Friday, March 04, 2011
The harassment of husbands
If a wife files a complaint under Section 498A of the Indian Penal Code, husbands can be arrested and jailed. Men say it is an unfair and biased law
By Shevlin Sebastian
One morning when Anil Menon got up, he saw his wife, Meera in the kitchen. “She was facing the wall and whispering into the phone,” he says. “I felt there was something wrong about it.” Anil asked for the phone. Meera hurriedly cut the call. Within moments, the ping sound of a SMS message came through. Anil grabbed the phone, and looked at the message. It said, 'Okay, thanks.' Anil checked the 'Sent' messages folder and was able to locate Meera's message, which said, 'Good morning. Have a nice and fruitful day.'
“When I saw this message everything fell into place,” he says.
Anil called his and Meera's parents and told them about what was happening. Meera said the man, Ramesh, was just a friend. “It took her three hours to say that he lived in the same building,” says Anil. Ramesh was a divorcee.
Anil and Meera had fallen in love while they were studying in Maharaja’s College in Kochi. After a courtship of seven years they got married. Initially, things went well and the couple had a son in 2003.
But in 2005, Anil had gone to London to look for a job. “I was away from the family for two years,” he says. It was during this time that Meera fell in love with Ramesh. “She was a weak character,” says Anil. “When I was in London, I had many opportunities, but I never betrayed my wife.”
When Anil returned in January, 2007, Meera asked for a divorce. Anil refused and said they could work things out. In December 2007, Meera filed a case of harassment under Section 498A of the Indian Penal Code against Anil and his parents.
The law goes like this: 'Whoever, being the husband or the relative of a woman, subjects such woman to cruelty shall be punished with imprisonment for a term which may extend to three years and shall be liable to a fine. The offence is cognizable, non-compoundable and non-bailable.'
“She realised that if she slapped this section on me, I would become vulnerable,” says Anil.
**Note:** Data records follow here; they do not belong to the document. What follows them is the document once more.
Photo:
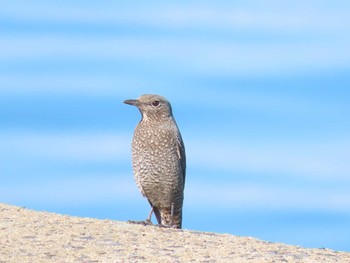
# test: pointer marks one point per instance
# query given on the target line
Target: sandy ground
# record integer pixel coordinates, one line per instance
(30, 236)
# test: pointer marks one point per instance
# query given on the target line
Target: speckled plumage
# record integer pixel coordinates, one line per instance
(158, 159)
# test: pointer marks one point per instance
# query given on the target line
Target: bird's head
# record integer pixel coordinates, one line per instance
(152, 106)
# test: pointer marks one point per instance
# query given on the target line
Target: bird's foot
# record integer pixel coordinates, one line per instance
(142, 222)
(168, 226)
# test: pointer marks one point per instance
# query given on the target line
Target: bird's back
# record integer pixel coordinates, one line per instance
(159, 165)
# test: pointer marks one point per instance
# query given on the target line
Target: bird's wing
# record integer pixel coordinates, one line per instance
(182, 156)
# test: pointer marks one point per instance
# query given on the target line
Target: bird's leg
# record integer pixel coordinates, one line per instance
(149, 217)
(143, 222)
(171, 225)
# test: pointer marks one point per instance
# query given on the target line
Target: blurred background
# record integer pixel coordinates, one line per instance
(260, 91)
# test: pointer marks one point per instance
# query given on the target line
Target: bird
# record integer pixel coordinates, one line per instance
(159, 160)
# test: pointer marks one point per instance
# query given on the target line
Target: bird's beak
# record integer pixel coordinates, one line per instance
(132, 102)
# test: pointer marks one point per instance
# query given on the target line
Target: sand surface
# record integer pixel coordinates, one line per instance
(30, 236)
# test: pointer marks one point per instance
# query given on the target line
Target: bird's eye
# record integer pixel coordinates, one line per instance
(155, 103)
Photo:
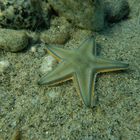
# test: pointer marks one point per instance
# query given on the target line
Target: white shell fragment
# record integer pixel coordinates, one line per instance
(47, 64)
(4, 65)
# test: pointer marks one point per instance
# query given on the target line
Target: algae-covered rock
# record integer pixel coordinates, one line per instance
(24, 14)
(12, 40)
(87, 14)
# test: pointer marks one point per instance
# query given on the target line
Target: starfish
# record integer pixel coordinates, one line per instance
(81, 65)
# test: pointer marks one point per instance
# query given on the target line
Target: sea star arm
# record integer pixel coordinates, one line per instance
(85, 85)
(61, 73)
(88, 46)
(105, 65)
(59, 53)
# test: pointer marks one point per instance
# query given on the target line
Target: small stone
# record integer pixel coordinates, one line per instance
(47, 64)
(13, 40)
(4, 65)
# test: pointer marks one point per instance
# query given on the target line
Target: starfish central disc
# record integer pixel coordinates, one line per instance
(82, 65)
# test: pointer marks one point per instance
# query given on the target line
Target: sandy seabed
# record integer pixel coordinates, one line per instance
(42, 113)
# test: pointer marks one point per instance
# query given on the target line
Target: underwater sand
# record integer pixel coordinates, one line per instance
(42, 113)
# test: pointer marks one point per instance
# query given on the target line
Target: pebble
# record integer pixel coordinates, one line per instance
(13, 40)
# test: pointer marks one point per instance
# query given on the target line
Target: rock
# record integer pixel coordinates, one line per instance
(24, 14)
(59, 32)
(12, 40)
(116, 10)
(88, 14)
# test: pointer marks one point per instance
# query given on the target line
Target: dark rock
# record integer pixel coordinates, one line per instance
(116, 10)
(12, 40)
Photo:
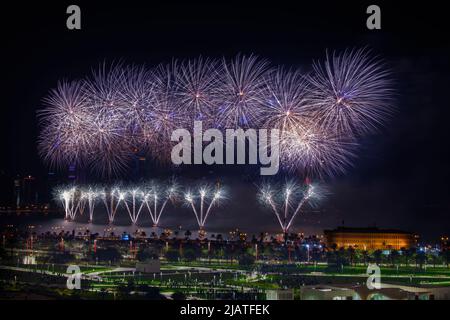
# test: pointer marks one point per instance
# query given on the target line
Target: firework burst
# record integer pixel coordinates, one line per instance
(351, 93)
(287, 201)
(202, 202)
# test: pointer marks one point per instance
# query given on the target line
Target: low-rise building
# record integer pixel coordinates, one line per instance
(370, 238)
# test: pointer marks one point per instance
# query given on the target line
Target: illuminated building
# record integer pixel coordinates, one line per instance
(369, 238)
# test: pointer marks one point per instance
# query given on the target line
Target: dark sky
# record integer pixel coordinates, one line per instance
(401, 177)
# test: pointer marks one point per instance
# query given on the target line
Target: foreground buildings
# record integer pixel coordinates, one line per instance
(370, 238)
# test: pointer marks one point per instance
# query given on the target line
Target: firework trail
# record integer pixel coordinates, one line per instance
(196, 89)
(202, 202)
(241, 92)
(288, 200)
(157, 199)
(351, 93)
(120, 112)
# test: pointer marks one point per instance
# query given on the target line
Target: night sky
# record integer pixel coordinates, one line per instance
(401, 176)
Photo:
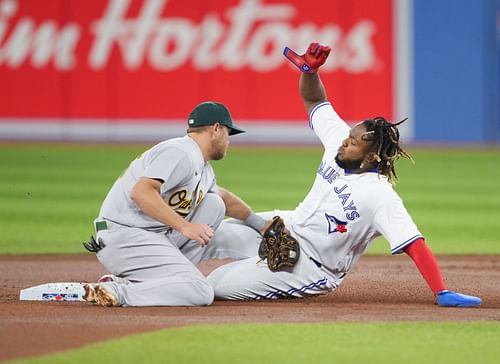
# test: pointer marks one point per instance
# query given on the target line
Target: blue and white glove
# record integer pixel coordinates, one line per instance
(453, 299)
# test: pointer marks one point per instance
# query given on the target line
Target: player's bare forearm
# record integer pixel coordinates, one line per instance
(235, 206)
(312, 90)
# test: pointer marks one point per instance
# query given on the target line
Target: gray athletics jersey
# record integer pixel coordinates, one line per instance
(186, 179)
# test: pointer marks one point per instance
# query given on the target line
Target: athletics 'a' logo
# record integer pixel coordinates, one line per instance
(335, 225)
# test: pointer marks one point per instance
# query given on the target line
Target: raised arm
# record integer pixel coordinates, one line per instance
(311, 87)
(312, 90)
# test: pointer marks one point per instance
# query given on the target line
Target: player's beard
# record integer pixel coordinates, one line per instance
(218, 151)
(348, 163)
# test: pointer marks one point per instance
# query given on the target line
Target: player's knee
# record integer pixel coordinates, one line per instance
(205, 293)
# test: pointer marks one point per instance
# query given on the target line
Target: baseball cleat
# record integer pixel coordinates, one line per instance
(89, 292)
(97, 293)
(453, 299)
(104, 296)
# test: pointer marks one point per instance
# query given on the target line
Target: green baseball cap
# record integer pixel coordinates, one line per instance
(209, 113)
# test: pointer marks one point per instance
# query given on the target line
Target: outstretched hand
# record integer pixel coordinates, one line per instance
(310, 61)
(447, 298)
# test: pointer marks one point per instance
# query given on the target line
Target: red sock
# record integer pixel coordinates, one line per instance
(426, 264)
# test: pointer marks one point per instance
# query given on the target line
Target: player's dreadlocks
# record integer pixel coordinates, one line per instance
(385, 138)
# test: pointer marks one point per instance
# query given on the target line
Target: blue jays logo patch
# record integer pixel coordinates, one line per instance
(335, 225)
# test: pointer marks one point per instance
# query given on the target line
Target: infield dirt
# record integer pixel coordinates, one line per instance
(378, 289)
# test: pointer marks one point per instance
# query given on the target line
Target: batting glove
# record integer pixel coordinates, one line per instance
(310, 61)
(453, 299)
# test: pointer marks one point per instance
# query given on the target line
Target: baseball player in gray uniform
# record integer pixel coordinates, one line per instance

Meera also stated that Anil had taken dowry and wanted the Rs 10 lakhs back. “That was laughable,” he says. “We had a love marriage and I did not take any money.” Finally, seeing his parents and son become emotionally upset, Anil compromised and had an out-of-court settlement for Rs 5.5 lakh.
“I had to sell some property to get the money,” he says. In December, 2008, they were divorced. But what burned Anil up was that Meera married Ramesh within six months. “It showed that she was lying all along,” he says. “Now she is pregnant.”
Looking back, more than two years after the events took place, Anil says, “Section 498 A is a tool that has been misused by women. It filled me with fear because I could be arrested and sent to jail. The law assumes that the man is guilty on the basis of a statement of a wife.”
Meanwhile, the Thiruvananthapuram-based Soman also had a bad time. Frequent verbal spats with his wife, Revathi, caused her to file for divorce. She filed a case under Section 498 A, citing cruelty by her husband and lodged a FIR.
One morning, at 6 a.m., the police came and arrested Soman. “In the area where I live, my reputation was destroyed,” he says. Soman spent a day in the lock-up before the bail application came through.
Soman, who works as a chartered accountant in a reputed firm, had bought an apartment in which his wife and he were the co-owners. “But the parents of Revathi insisted that the apartment should be given over to her. Eventually, to buy peace, I did so.” The couple has a seven-year-old daughter.
“Section 498A is blatantly unfair and against the man,” he says.
When asked for advice they could give to others, in the same predicament, Soman said it would be better to file a police complaint before the wife does, to negate the impact of Section 498A.
Anil, smiling for the first time, says, “It is better to take dowry. In case, the marriage does not work out, you can return the money which is hers, rather than give some of yours. Finally, always treat your wife as a stranger, when it comes to money.”